Pipeline caching

आलेख
03/22/2023

Azure DevOps Services

Pipeline caching can help reduce build time by allowing the outputs or downloaded dependencies from one run to be reused in later runs, thereby reducing or avoiding the cost to recreate or redownload the same files again. Caching is especially useful in scenarios where the same dependencies are downloaded over and over at the start of each run. This is often a time consuming process involving hundreds or thousands of network calls.

Caching can be effective at improving build time provided the time to restore and save the cache is less than the time to produce the output again from scratch. Because of this, caching may not be effective in all scenarios and may actually have a negative impact on build time.

Note

Pipeline caching is supported in agent pool jobs for both YAML and Classic pipelines. However, it is not supported in Classic release pipelines.

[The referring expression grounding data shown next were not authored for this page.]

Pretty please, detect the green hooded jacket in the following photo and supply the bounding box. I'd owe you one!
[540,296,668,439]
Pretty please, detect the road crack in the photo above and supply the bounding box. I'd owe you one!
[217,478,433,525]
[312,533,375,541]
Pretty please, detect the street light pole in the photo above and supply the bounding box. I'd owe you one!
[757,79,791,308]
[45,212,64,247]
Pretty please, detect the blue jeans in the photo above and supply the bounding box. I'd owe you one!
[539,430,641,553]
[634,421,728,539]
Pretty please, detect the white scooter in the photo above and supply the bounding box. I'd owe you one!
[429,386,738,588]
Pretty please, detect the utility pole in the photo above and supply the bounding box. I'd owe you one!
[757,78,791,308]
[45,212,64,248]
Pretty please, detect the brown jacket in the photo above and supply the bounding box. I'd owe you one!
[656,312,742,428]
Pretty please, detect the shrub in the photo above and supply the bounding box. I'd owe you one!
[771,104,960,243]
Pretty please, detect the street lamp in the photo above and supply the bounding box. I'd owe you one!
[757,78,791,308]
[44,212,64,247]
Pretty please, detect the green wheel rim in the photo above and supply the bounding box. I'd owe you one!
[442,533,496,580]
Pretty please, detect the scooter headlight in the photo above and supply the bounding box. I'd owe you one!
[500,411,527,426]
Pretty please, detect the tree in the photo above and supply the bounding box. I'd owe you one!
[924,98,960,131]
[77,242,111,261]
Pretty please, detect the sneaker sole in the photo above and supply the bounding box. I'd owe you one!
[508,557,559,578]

When to use artifacts versus caching

Pipeline caching and pipeline artifacts perform similar functions but are designed for different scenarios and shouldn't be used interchangeably.

Use pipeline artifacts when you need to take specific files produced in one job and share them with other jobs (and these other jobs will likely fail without them).
Use pipeline caching when you want to improve build time by reusing files from previous runs (and not having these files won't impact the job's ability to run).

Note

Pipeline caching and pipeline artifacts are free for all tiers (free and paid). see Artifacts storage consumption for more details.

Cache task: how it works

Caching is added to a pipeline using the Cache task. This task works like any other task and is added to the steps section of a job.

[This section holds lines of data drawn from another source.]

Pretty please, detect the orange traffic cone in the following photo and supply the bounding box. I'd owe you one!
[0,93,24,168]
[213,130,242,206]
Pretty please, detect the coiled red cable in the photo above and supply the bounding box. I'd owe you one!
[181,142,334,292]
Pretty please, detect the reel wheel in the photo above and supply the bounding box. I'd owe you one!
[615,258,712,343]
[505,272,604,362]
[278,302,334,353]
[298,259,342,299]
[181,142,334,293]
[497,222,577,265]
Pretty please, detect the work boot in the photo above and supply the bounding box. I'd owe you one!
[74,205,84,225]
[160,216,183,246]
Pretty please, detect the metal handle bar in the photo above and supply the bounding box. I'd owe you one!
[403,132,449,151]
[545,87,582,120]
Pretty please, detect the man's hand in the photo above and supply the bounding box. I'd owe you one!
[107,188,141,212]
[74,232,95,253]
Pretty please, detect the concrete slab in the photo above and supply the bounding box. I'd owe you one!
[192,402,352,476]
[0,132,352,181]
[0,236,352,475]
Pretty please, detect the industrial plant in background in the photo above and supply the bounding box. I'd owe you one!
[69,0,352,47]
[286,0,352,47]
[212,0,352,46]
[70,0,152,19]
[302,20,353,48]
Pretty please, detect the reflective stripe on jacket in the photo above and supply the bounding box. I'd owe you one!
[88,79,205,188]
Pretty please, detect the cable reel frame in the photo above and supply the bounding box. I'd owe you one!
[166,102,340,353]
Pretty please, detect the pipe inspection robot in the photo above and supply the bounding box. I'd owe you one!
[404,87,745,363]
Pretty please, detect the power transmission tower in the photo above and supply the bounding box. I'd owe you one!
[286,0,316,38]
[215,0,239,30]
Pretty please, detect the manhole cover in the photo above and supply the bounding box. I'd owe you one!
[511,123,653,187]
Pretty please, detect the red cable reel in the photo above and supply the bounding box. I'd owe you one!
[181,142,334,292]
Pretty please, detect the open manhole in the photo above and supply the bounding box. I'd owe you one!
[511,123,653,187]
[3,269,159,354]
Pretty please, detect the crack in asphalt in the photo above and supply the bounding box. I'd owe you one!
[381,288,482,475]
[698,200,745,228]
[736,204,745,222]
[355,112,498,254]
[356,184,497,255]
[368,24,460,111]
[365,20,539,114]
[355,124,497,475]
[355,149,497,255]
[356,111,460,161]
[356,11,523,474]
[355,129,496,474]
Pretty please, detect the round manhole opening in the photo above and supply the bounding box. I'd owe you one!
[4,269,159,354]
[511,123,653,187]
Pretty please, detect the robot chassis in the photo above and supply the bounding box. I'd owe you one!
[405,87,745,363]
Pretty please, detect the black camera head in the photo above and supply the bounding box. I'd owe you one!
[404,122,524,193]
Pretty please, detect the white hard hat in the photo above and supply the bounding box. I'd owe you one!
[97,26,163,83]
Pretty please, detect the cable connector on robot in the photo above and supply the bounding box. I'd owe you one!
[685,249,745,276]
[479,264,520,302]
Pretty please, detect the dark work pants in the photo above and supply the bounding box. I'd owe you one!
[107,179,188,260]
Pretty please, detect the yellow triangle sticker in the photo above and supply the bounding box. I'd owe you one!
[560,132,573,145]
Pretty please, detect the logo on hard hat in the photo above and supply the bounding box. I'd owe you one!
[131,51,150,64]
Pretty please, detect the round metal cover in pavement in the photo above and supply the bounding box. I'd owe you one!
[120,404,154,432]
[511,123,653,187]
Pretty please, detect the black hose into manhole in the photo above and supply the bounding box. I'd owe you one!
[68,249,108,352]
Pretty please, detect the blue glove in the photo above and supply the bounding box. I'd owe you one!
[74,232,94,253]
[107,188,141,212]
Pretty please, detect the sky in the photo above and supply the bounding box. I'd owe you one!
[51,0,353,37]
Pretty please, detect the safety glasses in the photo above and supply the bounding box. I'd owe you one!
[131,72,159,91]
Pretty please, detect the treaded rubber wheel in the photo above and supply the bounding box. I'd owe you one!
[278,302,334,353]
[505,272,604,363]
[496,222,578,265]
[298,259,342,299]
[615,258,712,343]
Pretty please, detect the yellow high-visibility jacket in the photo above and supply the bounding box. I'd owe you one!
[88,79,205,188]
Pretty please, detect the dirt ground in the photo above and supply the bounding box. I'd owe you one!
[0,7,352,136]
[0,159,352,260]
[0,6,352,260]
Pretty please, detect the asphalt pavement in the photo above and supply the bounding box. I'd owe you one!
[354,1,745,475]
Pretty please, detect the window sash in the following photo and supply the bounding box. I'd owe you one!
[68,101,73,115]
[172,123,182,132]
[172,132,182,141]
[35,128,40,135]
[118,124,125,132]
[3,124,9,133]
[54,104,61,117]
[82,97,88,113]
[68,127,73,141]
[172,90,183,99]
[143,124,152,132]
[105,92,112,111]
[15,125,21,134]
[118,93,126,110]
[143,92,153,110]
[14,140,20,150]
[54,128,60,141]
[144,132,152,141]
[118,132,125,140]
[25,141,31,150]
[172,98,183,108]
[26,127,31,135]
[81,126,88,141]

When a cache step is encountered during a run, the task restores the cache based on the provided inputs. If no cache is found, the step completes and the next step in the job is run.

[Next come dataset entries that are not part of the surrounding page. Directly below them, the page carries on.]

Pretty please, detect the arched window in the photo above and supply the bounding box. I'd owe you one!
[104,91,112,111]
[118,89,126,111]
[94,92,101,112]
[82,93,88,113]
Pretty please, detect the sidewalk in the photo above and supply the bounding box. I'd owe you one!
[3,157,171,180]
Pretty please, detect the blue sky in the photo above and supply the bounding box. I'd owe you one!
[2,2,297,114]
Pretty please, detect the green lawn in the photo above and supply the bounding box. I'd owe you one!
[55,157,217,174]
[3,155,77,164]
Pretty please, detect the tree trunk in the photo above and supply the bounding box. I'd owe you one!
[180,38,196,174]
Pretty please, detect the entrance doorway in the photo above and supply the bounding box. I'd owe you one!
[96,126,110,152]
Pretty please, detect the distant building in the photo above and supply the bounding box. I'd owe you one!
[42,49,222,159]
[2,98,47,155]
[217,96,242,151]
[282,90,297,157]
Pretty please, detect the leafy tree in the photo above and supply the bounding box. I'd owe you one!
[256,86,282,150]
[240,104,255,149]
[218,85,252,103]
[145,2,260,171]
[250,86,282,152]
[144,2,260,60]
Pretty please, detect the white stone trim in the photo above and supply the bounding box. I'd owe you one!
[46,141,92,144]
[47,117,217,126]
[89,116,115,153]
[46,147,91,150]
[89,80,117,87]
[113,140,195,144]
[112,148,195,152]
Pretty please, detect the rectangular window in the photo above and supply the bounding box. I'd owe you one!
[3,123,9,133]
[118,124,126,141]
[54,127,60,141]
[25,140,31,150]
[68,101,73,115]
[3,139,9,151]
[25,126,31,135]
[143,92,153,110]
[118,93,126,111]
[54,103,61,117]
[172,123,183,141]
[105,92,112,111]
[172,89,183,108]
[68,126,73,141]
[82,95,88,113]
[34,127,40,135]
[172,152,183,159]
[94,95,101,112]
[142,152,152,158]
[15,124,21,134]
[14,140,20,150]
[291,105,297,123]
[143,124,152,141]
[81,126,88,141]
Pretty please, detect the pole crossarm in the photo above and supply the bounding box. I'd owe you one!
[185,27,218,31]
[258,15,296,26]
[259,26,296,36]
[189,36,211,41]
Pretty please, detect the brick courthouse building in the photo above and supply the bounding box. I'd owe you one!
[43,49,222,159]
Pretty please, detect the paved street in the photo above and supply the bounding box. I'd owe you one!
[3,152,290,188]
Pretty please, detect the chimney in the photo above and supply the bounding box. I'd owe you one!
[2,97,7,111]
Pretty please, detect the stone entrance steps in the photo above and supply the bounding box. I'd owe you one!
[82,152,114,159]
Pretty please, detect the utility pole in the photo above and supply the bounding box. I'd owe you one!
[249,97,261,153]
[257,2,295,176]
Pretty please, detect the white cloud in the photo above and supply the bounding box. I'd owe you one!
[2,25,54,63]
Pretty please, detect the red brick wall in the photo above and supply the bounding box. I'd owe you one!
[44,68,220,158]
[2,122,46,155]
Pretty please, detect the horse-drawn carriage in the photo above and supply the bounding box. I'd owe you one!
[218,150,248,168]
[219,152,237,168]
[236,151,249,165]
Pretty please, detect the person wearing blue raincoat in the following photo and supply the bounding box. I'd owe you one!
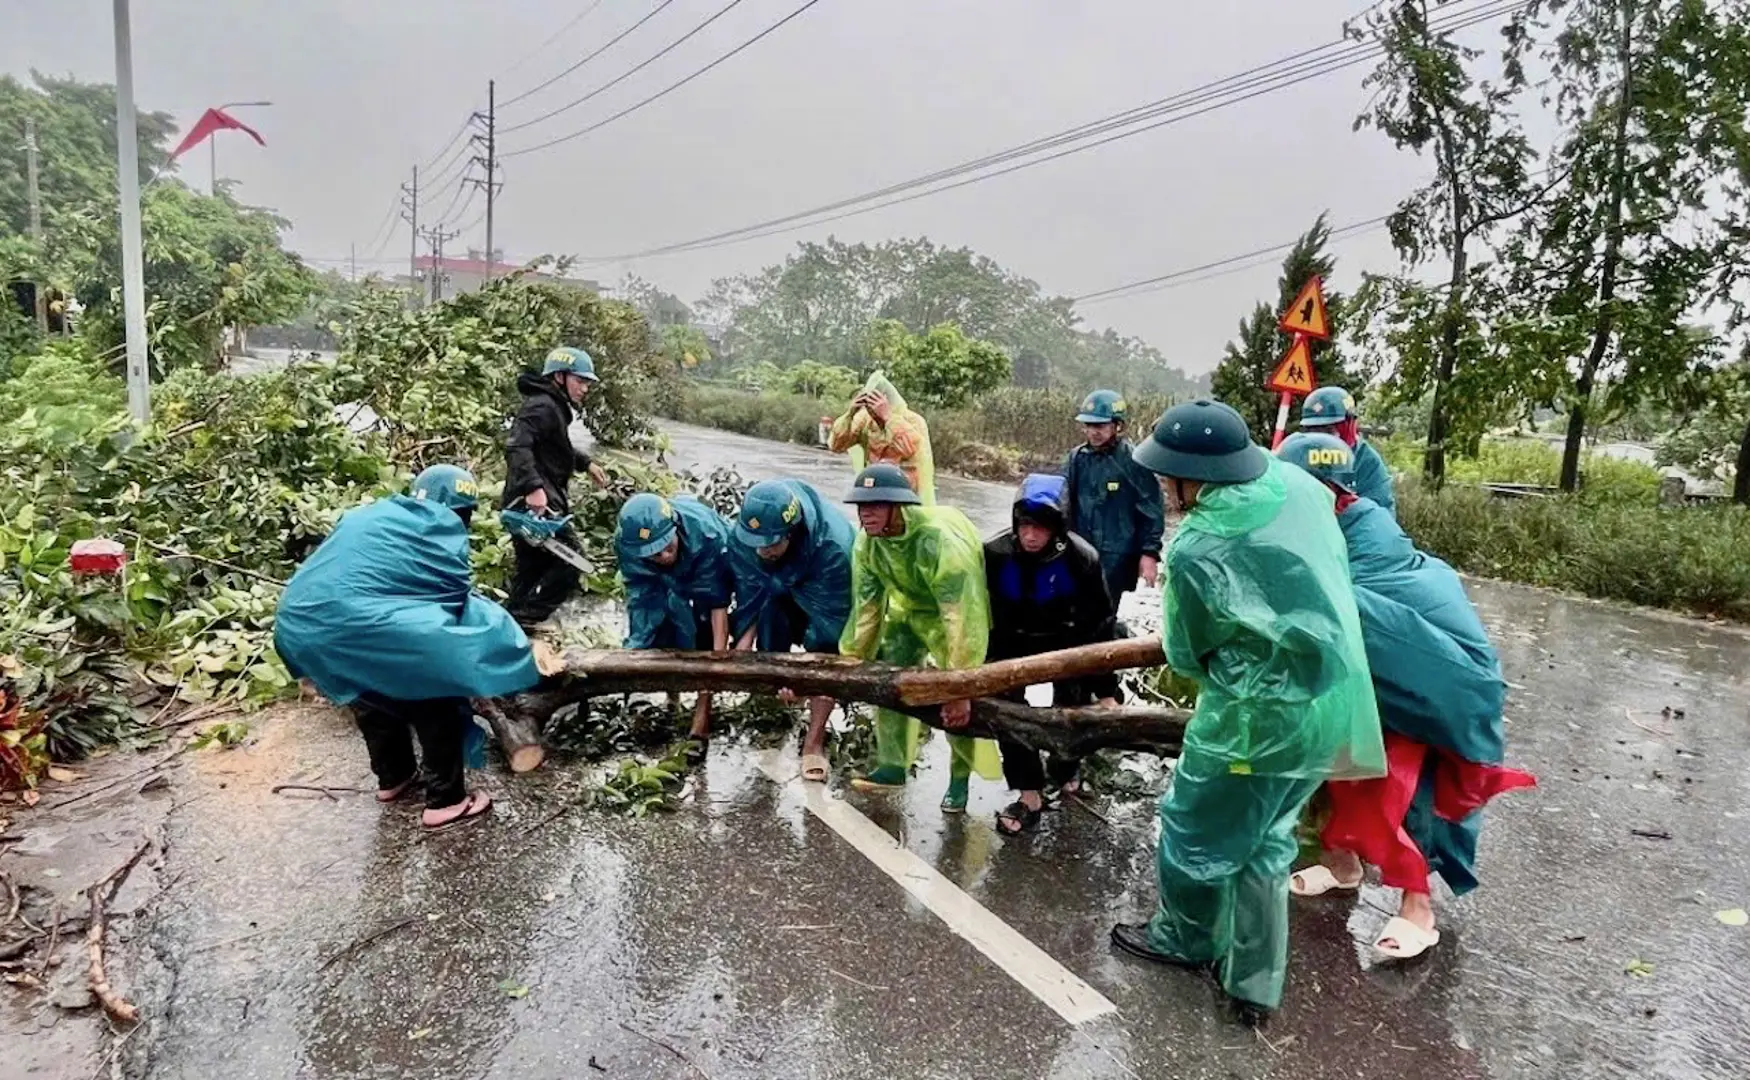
[1061,389,1167,602]
[1296,386,1395,515]
[1277,433,1534,962]
[616,492,736,760]
[1108,402,1384,1026]
[274,465,540,830]
[727,479,854,783]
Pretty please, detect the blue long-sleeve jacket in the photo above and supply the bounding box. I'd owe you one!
[1060,438,1165,594]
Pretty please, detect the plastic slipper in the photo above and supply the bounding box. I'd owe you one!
[421,791,492,831]
[800,753,831,783]
[996,799,1042,835]
[1373,916,1440,960]
[1290,864,1363,897]
[376,776,418,803]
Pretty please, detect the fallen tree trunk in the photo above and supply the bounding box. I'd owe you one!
[473,698,545,773]
[540,637,1167,708]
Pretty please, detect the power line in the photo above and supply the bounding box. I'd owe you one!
[569,0,1522,258]
[418,117,473,174]
[498,0,611,77]
[499,0,686,109]
[360,195,402,260]
[500,0,752,136]
[502,0,830,159]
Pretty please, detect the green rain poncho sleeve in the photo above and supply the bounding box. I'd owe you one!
[830,372,936,506]
[839,505,1000,780]
[1163,460,1384,781]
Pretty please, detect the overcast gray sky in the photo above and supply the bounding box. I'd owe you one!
[2,0,1519,373]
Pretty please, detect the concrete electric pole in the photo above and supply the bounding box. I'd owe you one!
[112,0,151,423]
[468,80,502,278]
[401,166,419,306]
[419,224,460,304]
[23,117,47,332]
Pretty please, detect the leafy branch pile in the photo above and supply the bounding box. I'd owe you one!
[0,272,670,784]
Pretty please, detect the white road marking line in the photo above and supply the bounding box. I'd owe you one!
[757,752,1118,1026]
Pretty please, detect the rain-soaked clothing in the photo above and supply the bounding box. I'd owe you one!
[728,479,854,653]
[1319,497,1534,895]
[1145,459,1383,1010]
[1061,438,1165,598]
[1350,438,1396,517]
[840,504,1001,782]
[274,495,540,705]
[829,373,936,505]
[619,496,735,650]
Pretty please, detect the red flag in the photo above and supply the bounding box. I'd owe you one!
[170,107,267,159]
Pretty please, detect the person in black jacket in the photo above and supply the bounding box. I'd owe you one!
[502,345,609,626]
[984,473,1120,835]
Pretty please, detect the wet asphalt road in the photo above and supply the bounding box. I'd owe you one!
[120,423,1750,1079]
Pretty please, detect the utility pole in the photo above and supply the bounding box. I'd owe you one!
[113,0,151,423]
[401,165,419,307]
[349,241,357,283]
[468,80,502,278]
[23,117,48,332]
[419,224,460,304]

After all steps in the job have run and assuming a successful job status, a special "Post-job: Cache" step is automatically added and triggered for each "restore cache" step that wasn't skipped. This step is responsible for saving the cache.

Note

Caches are immutable, meaning that once a cache is created, its contents cannot be changed.

Configure the Cache task

The Cache task has two required arguments: key and path:

path: the path of the folder to cache. Can be an absolute or a relative path. Relative paths are resolved against $(System.DefaultWorkingDirectory).

Note

You can use predefined variables to store the path to the folder you want to cache, however wildcards are not supported.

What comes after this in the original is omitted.